What will be the most difficult aspect of the novel to adapt?
The animals are probably going to be the biggest part of the budget, Sloth in particular. I’d guess that it will probably have to involve a combination of real animals, very good CGI and animatronics.


Has your own view of your novel changed in any way since its release?

I’m aware that some readers missed the subtle clues to the mystery and had to re-read the book to figure out what was going on in the end. A movie allows you to emphasise that stuff more easily with a lingering shot on a manky swimming pool, for example. But it’s still a twisty noir. You’re still going to have to concentrate.

A new group exhibition inspired by Lauren Beukes’s award-winning novel Zoo City explores themes of xenophobia, city life, suburbia and paranoia.

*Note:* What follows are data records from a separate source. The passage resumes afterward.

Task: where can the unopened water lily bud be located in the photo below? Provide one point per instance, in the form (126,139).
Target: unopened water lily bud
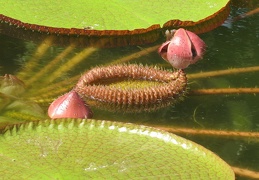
(183,49)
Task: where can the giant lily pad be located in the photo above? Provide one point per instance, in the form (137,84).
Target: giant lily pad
(113,18)
(84,149)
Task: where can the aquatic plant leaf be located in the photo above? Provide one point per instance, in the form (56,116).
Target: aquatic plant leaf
(78,148)
(113,18)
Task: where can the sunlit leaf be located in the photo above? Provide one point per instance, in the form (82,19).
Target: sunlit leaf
(74,148)
(113,18)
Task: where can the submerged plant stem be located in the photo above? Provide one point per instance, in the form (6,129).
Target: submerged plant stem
(246,172)
(225,91)
(71,63)
(135,55)
(220,133)
(223,72)
(49,67)
(34,61)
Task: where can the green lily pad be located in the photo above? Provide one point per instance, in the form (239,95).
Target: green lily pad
(85,149)
(113,18)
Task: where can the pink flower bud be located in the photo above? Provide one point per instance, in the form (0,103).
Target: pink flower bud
(70,105)
(183,49)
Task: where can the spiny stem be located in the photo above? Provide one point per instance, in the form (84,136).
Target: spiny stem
(34,61)
(246,172)
(93,87)
(71,63)
(47,69)
(220,133)
(222,72)
(225,91)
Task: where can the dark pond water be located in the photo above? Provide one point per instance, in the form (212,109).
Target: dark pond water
(233,45)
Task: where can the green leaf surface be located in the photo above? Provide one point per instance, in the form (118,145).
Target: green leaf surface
(108,15)
(74,148)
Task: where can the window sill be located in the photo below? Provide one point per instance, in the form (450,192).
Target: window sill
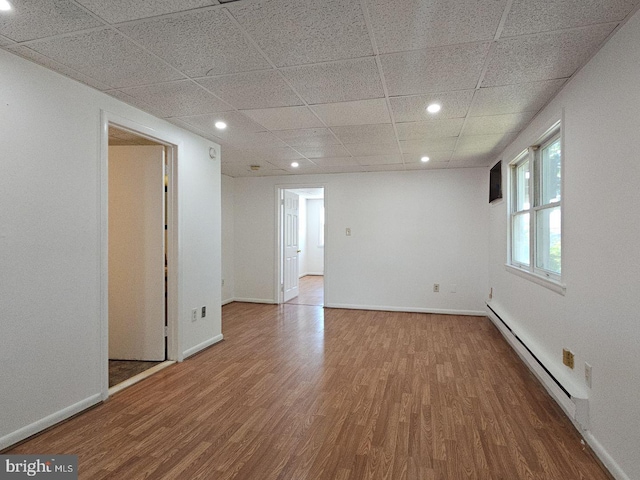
(557,287)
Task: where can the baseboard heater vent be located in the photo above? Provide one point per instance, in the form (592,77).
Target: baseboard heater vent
(572,400)
(555,380)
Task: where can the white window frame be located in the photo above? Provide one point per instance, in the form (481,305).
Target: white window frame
(532,272)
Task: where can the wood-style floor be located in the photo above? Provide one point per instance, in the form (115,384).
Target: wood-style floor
(121,370)
(298,392)
(311,291)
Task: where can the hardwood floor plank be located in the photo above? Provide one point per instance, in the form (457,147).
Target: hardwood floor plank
(296,391)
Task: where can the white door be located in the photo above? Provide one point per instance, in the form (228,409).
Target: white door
(136,253)
(291,245)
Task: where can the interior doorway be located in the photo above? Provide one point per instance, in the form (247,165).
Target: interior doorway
(301,245)
(138,256)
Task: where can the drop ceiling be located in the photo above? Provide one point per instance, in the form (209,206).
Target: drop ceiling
(334,85)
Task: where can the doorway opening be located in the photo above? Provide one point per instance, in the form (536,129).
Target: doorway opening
(139,210)
(301,245)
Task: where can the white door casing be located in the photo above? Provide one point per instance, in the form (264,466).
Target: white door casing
(136,253)
(291,245)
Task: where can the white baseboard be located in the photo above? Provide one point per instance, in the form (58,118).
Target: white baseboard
(49,421)
(255,300)
(561,398)
(576,408)
(605,458)
(407,309)
(202,346)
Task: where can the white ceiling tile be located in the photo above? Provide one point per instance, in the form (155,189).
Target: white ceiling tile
(392,167)
(176,121)
(427,166)
(428,147)
(469,159)
(434,157)
(286,164)
(134,102)
(40,59)
(32,19)
(323,151)
(251,139)
(511,122)
(178,99)
(456,67)
(369,149)
(484,143)
(354,113)
(336,82)
(309,137)
(335,161)
(342,169)
(544,56)
(414,108)
(379,159)
(251,155)
(292,32)
(115,11)
(448,127)
(373,134)
(525,97)
(4,41)
(238,127)
(108,56)
(533,16)
(198,43)
(245,171)
(253,90)
(284,118)
(400,25)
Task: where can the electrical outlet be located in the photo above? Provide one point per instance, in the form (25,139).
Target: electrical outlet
(568,358)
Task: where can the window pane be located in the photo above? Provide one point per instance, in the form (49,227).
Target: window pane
(522,186)
(550,175)
(520,239)
(548,239)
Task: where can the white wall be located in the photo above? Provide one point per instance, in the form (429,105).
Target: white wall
(228,267)
(314,260)
(51,363)
(598,316)
(409,230)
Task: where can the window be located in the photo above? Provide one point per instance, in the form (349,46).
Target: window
(536,208)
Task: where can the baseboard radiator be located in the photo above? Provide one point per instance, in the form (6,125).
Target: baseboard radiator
(574,402)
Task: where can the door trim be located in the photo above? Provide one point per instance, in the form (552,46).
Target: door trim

Have you been surprised by any interpretation of the work, and will this inform your script?
I love getting fan art (my favourites include work by Werner Diedericks and Jonno Cohen) and the Zoo City exhibition put together at the Old Fort by Wits student curators was mindblowing. I love seeing what other people take from my work and how it sparks in their heads. See also the official Zoo City soundtrack from African Dope (www.africandope.co.za/zoocity), some of which I hope we’ll be able to use for the film.

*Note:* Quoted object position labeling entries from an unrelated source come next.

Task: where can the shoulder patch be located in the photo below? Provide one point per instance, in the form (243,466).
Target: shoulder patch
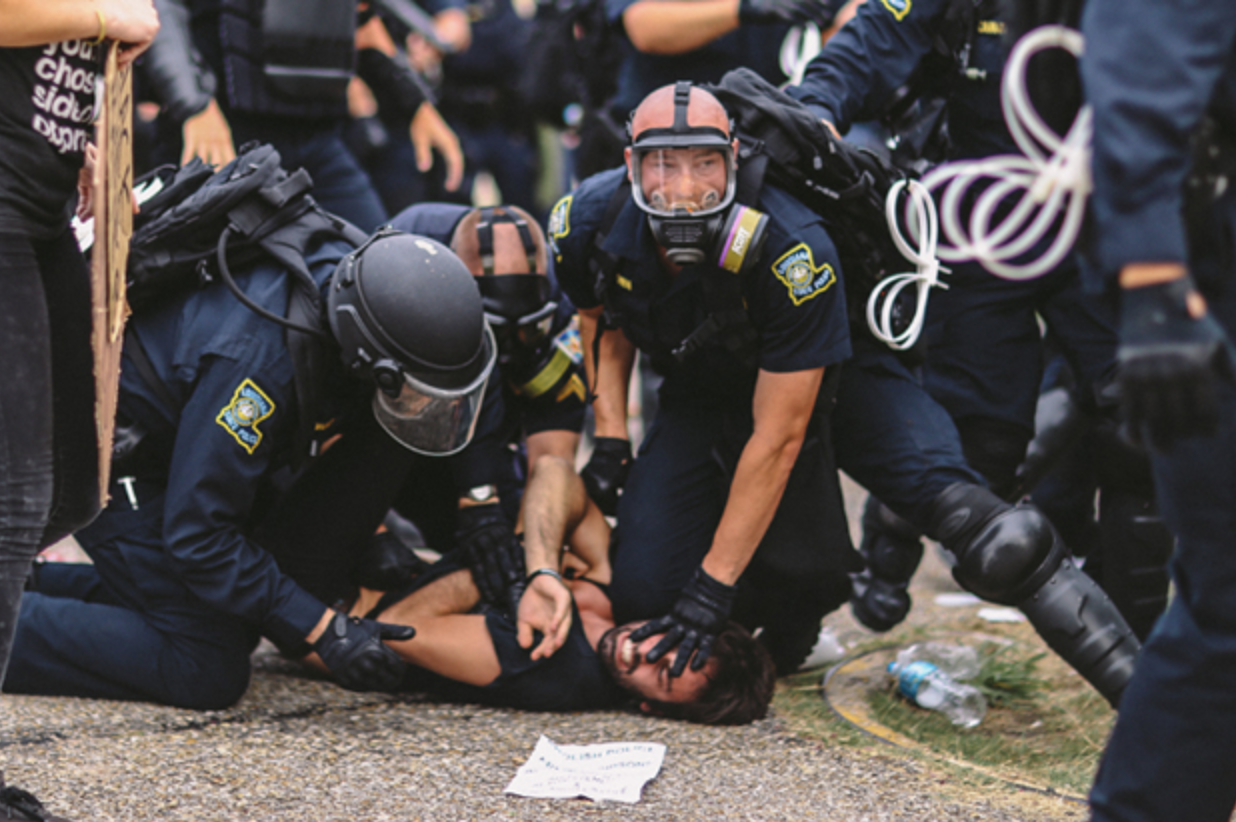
(249,407)
(899,8)
(797,270)
(569,341)
(560,221)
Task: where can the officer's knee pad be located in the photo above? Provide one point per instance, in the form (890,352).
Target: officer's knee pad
(1004,553)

I suppose this might be an impossible question to answer so early in the process, but perhaps your own experiences of seeing novels translated onto the big screen will give you some idea. How do you think audiences will relate to the story in a different medium? Is there something about the process of reading that immerses the reader more deeply into the world you have created?

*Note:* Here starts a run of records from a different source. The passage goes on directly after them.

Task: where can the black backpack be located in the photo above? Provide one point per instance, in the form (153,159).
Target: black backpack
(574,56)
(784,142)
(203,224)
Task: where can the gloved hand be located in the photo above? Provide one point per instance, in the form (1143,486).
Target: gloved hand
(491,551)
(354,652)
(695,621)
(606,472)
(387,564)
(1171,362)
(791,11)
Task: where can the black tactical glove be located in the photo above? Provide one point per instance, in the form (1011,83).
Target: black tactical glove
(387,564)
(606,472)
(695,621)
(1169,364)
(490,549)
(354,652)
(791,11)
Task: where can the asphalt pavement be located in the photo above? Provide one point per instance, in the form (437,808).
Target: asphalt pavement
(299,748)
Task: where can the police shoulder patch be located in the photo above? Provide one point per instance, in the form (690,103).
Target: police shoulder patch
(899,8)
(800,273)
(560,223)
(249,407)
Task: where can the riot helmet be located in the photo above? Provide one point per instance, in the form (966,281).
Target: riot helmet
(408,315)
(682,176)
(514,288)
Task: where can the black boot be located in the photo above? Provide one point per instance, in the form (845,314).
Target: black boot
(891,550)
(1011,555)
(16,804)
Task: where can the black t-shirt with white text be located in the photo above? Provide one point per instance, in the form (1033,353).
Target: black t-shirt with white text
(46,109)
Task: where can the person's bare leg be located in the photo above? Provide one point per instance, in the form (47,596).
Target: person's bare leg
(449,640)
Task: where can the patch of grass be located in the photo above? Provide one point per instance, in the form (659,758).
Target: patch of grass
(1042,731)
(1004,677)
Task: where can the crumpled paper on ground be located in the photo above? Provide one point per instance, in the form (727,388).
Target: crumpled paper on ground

I think audiences have to let go of the idea that this will be exactly like the book and appreciate that it’s a different medium, a different telling. Books allow you to imagine the world and the characters in your own way. It’s very liberating and certainly more immersive. Film is more accessible, but maybe the characters aren’t exactly as you imagined them, the streets not quite that shade of mean you had in your head.

Can I add that movie development takes a long time and this is only the first part of the process. Now comes that pesky task of raising millions of dollars to actually make it. (If you’ve got spare millions to throw around, get hold of Helena).